Leibniz appreciated the elegant simplicity of a two-symbol numbering system, and he also saw it as a symbolic proof of the existence of God: the unity (the 1) represented God, and 0 was the void; God had created everything out of nothing. Leibniz had earlier attempted to reduce logical thought to a form of mathematical calculation, and he saw the possibilities of using the binary system to reduce thought to its simplest form. His ideas were picked up by George Boole (1815-1864) in the nineteenth century as that Englishman developed his Boolean algebra.

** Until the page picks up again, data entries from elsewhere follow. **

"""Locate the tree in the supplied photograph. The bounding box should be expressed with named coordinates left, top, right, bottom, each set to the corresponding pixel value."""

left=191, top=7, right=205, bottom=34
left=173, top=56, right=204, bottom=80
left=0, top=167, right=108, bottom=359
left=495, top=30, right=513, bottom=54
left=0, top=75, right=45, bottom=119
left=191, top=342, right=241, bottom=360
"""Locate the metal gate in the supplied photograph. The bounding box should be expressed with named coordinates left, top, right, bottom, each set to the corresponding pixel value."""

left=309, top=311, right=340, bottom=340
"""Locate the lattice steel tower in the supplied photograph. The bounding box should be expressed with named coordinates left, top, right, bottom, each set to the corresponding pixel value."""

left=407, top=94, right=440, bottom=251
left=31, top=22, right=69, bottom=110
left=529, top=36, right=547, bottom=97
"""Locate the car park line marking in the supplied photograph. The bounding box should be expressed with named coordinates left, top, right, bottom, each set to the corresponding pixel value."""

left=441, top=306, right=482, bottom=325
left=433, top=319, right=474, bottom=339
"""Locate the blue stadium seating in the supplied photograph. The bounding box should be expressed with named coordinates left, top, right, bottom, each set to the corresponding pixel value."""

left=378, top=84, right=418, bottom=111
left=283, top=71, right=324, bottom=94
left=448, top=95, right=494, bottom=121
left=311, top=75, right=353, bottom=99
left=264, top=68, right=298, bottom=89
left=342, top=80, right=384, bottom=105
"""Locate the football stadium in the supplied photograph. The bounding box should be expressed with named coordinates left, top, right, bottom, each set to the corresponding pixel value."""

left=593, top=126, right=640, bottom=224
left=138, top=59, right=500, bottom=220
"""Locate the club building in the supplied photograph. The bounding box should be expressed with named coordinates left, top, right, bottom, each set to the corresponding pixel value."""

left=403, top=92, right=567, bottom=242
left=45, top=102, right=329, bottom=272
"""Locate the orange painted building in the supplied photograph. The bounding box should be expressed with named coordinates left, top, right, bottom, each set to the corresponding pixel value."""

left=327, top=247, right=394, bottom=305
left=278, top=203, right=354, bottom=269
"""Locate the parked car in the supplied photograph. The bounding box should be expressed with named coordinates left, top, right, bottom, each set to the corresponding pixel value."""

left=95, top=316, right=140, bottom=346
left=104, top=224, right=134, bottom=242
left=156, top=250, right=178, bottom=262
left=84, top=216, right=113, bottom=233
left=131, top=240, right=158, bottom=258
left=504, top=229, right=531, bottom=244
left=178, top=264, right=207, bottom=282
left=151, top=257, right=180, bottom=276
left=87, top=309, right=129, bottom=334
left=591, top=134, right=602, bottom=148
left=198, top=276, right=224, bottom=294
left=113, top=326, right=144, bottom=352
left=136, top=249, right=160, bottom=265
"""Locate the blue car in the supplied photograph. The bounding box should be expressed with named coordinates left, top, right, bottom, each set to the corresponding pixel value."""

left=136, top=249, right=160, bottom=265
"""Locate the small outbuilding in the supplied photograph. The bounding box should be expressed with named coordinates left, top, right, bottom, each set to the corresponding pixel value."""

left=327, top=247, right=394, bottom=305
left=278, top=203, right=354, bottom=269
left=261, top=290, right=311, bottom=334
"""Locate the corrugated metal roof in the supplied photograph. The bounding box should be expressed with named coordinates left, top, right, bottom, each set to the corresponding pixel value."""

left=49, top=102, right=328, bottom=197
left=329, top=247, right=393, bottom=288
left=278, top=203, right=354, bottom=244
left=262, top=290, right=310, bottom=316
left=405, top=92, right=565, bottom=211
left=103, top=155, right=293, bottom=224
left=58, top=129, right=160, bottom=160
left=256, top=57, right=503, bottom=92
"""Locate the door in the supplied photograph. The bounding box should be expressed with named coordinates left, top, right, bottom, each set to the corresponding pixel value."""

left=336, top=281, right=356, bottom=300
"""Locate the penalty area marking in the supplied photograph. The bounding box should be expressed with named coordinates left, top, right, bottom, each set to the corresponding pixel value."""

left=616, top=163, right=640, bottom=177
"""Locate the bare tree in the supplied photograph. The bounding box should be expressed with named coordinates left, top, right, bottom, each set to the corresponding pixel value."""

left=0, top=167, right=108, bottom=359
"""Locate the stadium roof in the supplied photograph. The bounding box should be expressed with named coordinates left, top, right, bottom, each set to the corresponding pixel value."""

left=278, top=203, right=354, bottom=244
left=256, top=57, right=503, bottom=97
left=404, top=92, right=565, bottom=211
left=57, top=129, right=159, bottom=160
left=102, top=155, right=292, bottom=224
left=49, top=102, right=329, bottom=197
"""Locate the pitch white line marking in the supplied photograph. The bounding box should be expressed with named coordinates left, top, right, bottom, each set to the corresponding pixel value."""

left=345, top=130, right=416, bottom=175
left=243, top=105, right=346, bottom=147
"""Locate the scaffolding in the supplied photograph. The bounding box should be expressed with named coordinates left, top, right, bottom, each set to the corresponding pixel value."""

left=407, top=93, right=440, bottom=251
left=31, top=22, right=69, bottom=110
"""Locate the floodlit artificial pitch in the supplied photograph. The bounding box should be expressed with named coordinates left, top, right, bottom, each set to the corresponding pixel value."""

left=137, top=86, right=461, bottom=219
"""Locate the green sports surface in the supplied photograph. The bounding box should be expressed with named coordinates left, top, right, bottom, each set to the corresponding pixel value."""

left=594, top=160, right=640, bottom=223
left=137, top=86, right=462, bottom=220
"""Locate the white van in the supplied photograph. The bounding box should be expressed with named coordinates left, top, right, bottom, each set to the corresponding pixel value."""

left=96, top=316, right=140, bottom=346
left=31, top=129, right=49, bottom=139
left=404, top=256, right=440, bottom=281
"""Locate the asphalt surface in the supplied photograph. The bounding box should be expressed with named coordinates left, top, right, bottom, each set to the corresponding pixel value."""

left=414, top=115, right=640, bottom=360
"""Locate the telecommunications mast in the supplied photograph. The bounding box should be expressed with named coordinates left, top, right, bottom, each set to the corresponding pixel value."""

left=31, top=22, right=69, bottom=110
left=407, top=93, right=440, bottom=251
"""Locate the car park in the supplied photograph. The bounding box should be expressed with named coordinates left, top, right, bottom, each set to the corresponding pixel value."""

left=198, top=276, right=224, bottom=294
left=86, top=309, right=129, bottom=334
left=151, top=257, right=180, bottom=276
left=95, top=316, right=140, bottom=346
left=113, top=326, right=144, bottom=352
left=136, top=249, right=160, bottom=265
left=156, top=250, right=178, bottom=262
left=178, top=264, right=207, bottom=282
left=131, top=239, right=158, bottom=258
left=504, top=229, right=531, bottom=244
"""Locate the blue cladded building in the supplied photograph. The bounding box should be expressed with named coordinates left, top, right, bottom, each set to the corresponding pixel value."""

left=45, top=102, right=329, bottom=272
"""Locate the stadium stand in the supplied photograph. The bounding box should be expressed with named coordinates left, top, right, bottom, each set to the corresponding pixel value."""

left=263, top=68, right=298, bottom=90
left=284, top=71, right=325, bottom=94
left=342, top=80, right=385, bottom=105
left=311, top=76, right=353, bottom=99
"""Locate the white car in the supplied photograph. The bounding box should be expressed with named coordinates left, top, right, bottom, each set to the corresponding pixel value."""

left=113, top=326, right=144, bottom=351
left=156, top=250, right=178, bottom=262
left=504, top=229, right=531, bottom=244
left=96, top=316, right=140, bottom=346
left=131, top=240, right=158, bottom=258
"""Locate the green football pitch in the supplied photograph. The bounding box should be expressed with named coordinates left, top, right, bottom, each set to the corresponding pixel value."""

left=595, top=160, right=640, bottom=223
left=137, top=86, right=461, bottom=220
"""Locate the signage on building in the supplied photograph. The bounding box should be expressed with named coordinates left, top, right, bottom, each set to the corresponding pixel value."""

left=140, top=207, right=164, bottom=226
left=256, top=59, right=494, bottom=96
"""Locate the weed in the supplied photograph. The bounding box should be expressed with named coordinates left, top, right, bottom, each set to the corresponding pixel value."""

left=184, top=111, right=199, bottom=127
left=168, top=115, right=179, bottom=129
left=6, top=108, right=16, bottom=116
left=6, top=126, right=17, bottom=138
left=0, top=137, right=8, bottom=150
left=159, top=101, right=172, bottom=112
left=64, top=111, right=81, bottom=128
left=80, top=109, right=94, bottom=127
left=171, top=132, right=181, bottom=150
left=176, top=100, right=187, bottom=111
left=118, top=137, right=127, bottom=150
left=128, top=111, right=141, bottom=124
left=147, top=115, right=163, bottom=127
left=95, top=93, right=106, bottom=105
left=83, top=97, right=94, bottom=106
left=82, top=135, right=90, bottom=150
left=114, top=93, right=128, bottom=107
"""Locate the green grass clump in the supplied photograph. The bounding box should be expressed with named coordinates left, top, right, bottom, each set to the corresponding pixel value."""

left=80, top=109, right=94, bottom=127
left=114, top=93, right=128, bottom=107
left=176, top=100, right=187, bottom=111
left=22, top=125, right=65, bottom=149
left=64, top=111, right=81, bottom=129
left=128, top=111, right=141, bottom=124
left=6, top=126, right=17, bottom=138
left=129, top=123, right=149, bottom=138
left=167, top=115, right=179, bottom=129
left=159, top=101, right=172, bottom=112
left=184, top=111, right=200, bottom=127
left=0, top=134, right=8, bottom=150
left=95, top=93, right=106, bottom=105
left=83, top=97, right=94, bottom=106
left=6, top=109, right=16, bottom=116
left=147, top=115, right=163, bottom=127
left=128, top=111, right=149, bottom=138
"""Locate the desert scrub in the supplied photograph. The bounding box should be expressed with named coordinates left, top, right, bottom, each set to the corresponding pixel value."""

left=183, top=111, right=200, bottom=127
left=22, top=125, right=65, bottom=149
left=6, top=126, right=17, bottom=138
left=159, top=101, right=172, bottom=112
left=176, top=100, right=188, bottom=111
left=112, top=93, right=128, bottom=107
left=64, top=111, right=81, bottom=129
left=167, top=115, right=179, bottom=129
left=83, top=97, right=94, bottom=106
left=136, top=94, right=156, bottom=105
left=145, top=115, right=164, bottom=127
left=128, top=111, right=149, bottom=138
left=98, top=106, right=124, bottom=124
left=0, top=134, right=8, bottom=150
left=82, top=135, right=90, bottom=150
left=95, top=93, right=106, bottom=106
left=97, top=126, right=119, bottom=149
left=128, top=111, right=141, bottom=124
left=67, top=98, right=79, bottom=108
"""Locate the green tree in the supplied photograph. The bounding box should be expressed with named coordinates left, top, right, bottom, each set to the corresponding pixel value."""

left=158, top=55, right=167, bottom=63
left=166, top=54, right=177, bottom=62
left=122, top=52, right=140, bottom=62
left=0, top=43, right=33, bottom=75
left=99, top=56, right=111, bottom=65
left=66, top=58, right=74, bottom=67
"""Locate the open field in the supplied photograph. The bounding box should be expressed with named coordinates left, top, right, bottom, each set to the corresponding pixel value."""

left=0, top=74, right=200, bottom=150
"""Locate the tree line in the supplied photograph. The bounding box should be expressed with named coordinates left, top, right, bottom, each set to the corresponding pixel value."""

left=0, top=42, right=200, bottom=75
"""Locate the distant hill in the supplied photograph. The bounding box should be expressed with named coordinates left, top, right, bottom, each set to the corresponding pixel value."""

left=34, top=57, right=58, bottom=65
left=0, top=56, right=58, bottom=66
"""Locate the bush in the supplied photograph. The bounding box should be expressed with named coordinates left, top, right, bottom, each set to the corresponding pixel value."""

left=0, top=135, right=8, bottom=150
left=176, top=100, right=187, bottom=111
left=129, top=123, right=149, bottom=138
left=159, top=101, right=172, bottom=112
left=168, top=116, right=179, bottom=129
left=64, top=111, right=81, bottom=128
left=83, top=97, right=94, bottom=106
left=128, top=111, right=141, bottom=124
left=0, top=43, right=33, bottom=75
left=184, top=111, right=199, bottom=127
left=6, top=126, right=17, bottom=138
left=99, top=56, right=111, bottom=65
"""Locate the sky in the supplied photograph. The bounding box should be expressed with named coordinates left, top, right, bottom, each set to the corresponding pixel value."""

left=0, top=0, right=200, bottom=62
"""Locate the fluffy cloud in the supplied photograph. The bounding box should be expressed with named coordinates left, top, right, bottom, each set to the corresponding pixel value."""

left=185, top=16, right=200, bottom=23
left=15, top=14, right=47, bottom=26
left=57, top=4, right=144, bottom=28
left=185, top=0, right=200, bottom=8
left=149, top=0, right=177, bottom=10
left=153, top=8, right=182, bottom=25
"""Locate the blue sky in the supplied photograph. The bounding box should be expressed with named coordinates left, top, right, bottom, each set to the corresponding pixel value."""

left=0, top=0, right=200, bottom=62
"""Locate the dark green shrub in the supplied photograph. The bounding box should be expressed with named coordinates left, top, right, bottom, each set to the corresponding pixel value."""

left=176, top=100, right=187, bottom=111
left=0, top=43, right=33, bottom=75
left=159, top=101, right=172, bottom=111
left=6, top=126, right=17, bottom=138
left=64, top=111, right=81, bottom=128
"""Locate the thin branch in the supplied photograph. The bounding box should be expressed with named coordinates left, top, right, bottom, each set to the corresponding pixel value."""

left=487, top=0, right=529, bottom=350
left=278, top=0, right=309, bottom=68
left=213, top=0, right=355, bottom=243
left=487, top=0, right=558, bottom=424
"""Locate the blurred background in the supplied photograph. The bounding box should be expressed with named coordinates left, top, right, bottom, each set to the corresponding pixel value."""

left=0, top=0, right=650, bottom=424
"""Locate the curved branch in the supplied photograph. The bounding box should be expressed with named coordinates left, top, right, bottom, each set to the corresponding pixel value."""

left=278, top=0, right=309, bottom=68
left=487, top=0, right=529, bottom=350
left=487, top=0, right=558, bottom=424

The great value of binary mathematics emerged in the twentieth century, when several researchers realized that the base-2 system was ideally suited for computer design. Computers work via electronic circuits, and each circuit in the chain is either on or off, 1 or 0. A young German engineer, Konrad Zuse, designed an electronic calculator in the mid-1930s that used binary mathematics. John von Neumann and Alan Turing, two computer visionaries, foresaw the role of binary math for computers. George Stibitz of Bell Laboratories adapted binary notation to relay switching equipment in 1937 to produce a homemade computer. American computer pioneers John Atanasoff, John Mauchly, and J. Presper Eckert also utilized the binary system.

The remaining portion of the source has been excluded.